Create an OVD tamponade. Another approach in these eyes is to use a heavy OVD to tamponade the anterior capsule. The biggest benefit of this approach is that the tamponade makes the anterior chamber pressure higher than the intralenticular pressure, so it pushes the anterior capsule down and prevents the tear from going out to the periphery. In this approach, it can be advantageous to work through a paracentesis rather than through the main phaco wound, which could allow egress of the OVD.
Make a double rhexis. Videos on YouTube by Ramakrishna Tadanki, MD, of RK Eye Center in Chennai, India, and other international colleagues depict a double rhexis technique. They start by making a small rhexis, after which they can loosen any liquified cortex, remove it with a needle, and then make the larger rhexis needed to complete the phacoemulsification.
Try a phaco capsulotomy. As the name implies, phaco capsulotomy is a technique in which the phaco probe itself is used to simultaneously open the capsule and remove some of the intumescent nucleus.3 First, the anterior capsule is stained with trypan blue dye and the anterior chamber is filled with OVD. The phaco tip then enters the anterior chamber through a 2.75-mm wound without irrigation. With the bevel up, and with the probe in sculpt mode (position 3) with only torsional power (no ultrasound), the probe penetrates the capsule and begins aspirating any liquified cortex. Once the liquefied cortex is removed, the surgeon can remove the probe, refill the anterior chamber with OVD, and then proceed with capsulotomy or capsulorhexis.

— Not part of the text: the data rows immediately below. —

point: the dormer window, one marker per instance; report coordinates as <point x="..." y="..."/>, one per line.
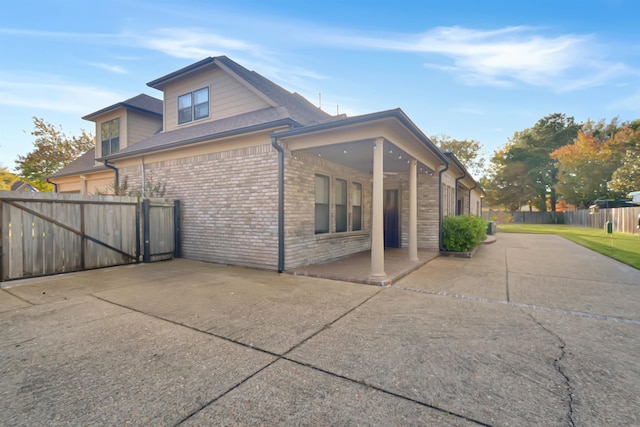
<point x="193" y="106"/>
<point x="110" y="135"/>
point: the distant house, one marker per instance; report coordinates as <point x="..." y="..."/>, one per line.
<point x="266" y="179"/>
<point x="23" y="186"/>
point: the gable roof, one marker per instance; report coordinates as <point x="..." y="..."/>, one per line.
<point x="249" y="122"/>
<point x="83" y="164"/>
<point x="142" y="103"/>
<point x="300" y="110"/>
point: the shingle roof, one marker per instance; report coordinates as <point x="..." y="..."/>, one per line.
<point x="143" y="103"/>
<point x="301" y="110"/>
<point x="255" y="120"/>
<point x="83" y="164"/>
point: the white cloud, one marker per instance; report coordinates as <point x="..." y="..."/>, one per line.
<point x="191" y="44"/>
<point x="504" y="56"/>
<point x="113" y="68"/>
<point x="42" y="92"/>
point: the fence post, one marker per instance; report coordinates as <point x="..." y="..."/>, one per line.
<point x="146" y="208"/>
<point x="176" y="229"/>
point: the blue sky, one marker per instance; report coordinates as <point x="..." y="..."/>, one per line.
<point x="468" y="69"/>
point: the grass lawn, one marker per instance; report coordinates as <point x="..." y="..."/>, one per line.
<point x="626" y="247"/>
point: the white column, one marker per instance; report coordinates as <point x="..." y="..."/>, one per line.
<point x="377" y="214"/>
<point x="413" y="211"/>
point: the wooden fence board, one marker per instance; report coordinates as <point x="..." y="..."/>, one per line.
<point x="624" y="220"/>
<point x="45" y="233"/>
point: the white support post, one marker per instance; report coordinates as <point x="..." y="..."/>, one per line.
<point x="377" y="214"/>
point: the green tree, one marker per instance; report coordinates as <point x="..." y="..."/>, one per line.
<point x="586" y="166"/>
<point x="7" y="179"/>
<point x="52" y="151"/>
<point x="626" y="177"/>
<point x="506" y="183"/>
<point x="468" y="151"/>
<point x="533" y="147"/>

Consider using a disposable capsulotomy device. Another recent technological innovation for performing capsulotomy is the Zepto (Mynosys Cellular Devices). This device includes a disposable handpiece and capsulotomy tip connected to a small control console. The nano-engineered capsulotomy tip consists of a nitinol ring covered by a soft silicone suction cup. To use the device, the anterior chamber is first filled with OVD. The tip, which is flexible and can fit through a 2.2-mm incision, is then inserted into the chamber with an attached rod, and the silicone cup attaches to the anterior capsule with application of suction. Electrical micropulsations through the nitinol ring then vaporize water molecules, cleaving the anterior capsule in a matter of seconds. When suction is released, the cap floats off the capsule and can be removed from the eye.
The femtosecond laser has no doubt been a great addition to the tool kit for the modern cataract surgeon. Still, it is not the answer to every problem. When the laser is not available, or when laser cataract surgery results in incomplete capsulotomy creation, it is helpful to have some manual capsular opening techniques to fall back on. I hope the brief summary provided here is helpful the next time you are faced with a challenging white cataract.

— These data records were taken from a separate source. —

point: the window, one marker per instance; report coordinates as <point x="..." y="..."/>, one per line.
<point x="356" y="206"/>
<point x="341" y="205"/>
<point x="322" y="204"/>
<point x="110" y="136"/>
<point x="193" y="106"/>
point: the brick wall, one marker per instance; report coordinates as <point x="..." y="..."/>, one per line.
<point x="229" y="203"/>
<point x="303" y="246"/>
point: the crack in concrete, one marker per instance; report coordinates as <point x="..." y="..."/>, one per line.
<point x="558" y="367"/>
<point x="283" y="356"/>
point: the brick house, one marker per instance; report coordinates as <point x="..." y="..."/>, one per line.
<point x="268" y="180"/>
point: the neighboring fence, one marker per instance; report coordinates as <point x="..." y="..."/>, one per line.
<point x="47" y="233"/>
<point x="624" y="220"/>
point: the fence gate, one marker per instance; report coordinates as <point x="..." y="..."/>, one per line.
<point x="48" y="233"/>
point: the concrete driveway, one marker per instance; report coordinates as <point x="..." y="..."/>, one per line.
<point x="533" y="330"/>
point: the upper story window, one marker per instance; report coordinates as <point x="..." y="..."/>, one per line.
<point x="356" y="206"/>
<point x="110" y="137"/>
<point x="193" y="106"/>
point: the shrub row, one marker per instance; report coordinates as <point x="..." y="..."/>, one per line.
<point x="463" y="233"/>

1. Conrad-Hengerer I, Hengerer FH, Joachim SC, Schultz T, Dick HB. Femtosecond laser–assisted cataract surgery in intumescent white cataracts. J Cataract Refract Surg. 2014;40(1):44-50.
2. Titiyal JS, Kaur M, Singh A, Arora T, Sharma N. Comparative evaluation of femtosecond laser-assisted cataract surgery and conventional phacoemulsification in white cataract. Clin Ophthalmol. 2016;22(10):1357-1364.
3. Teng CC. Phaco capsulotomy: a technique to prevent the Argentinean flag sign. Clin Ophthalmol. 2017;11:1937-1940.